Relembrando a história
Em junho de 2003, uma caravana de centenas de trabalhadores destas fábricas foi a Brasília sendo recebida por Lula que se comprometeu a encontrar uma solução para salvar todos os empregos. E montou uma Comissão com cinco ministros para encontrar a solução. Não deu em nada.
Mas, em 2005, o BNDES/BRDE concluiu um estudo feito a pedido do presidente no qual afirma que “as empresas são economicamente viáveis”, “estão sendo exemplarmente administradas” e que a única saída para manter todos os empregos era o “governo assumir as empresas através do BNDES e BRDE, já que praticamente todo o passivo das empresas era com o governo federal e estadual”.

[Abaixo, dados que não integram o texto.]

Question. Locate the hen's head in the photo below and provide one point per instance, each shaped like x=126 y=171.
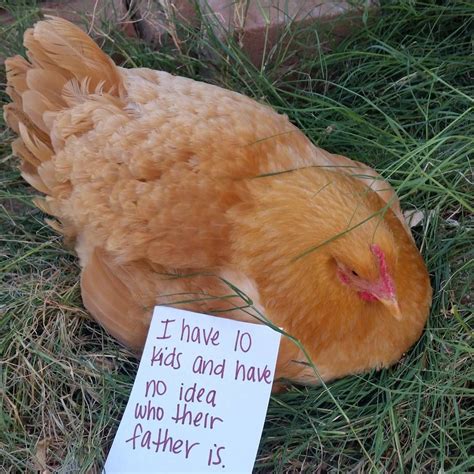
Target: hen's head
x=335 y=268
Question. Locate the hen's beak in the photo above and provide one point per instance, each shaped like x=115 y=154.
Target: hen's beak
x=393 y=307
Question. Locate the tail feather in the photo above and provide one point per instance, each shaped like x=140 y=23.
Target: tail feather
x=64 y=67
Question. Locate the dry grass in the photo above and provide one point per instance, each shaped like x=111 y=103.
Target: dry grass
x=397 y=95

Apesar disso o INSS e a Fazenda Federal continuaram tentando arrancar máquinas das fábricas para leiloar. A resistência dos trabalhadores impediu a concretização das inúmeras ameaças “legais” de retirada de máquinas e prisão dos dirigentes do movimento.
Foram organizados diversos Encontros Nacionais e a luta ganha repercussão internacional com a realização do 1º Encontro Latino Americano de Fábricas Recuperadas por Trabalhadores, em 2005, na Venezuela. Aí foi assinado um acordo com Chávez para fornecimento de matéria prima e construção de uma fábrica estatal de casas de plástico na Venezuela.
Dezenas de outras fábricas foram ocupadas pelos trabalhadores no Brasil com a ajuda do Movimento das Fábricas Ocupadas (até hoje resiste a ocupação da Flaskô, em Sumaré, região de Campinas-SP).
A unidade constituída com os trabalhadores rurais sem-terra leva a participação de uma coluna de operários das fábricas ocupadas na Marcha dos 40 mil que o MST organiza em Brasília, em 2005. Fábrica ocupada é emprego na cidade, latifúndio ocupado é emprego no campo!
Em Dezembro de 2006, na Cipla, é organizado o Encontro Pan Americano em Defesa do Emprego, dos Direitos, da Reforma Agrária e do Parque Fabril. Na abertura deste Encontro uma assembléia geral da Cipla decide pela redução da jornada de trabalho para 30 horas semanais. Assinam o acordo a Comissão de Fábrica, a CUT e a CNQ/CUT. Estavam presentes mais de 700 delegados de 14 países.
Imediatamente uma campanha furiosa começa nos meios de comunicação e entre os grandes industriais contra “este absurdo”.
Em 31 de maio de 2007, a pedido do governo Lula, a “justiça” decreta a intervenção para tentar liquidar o movimento. Eles tomam militarmente a Cipla e a Interfibra, mas o movimento continua. Uma total e ampla unanimidade no movimento operário, popular e democrático se constitui contra a intervenção e pela devolução da fábrica aos trabalhadores.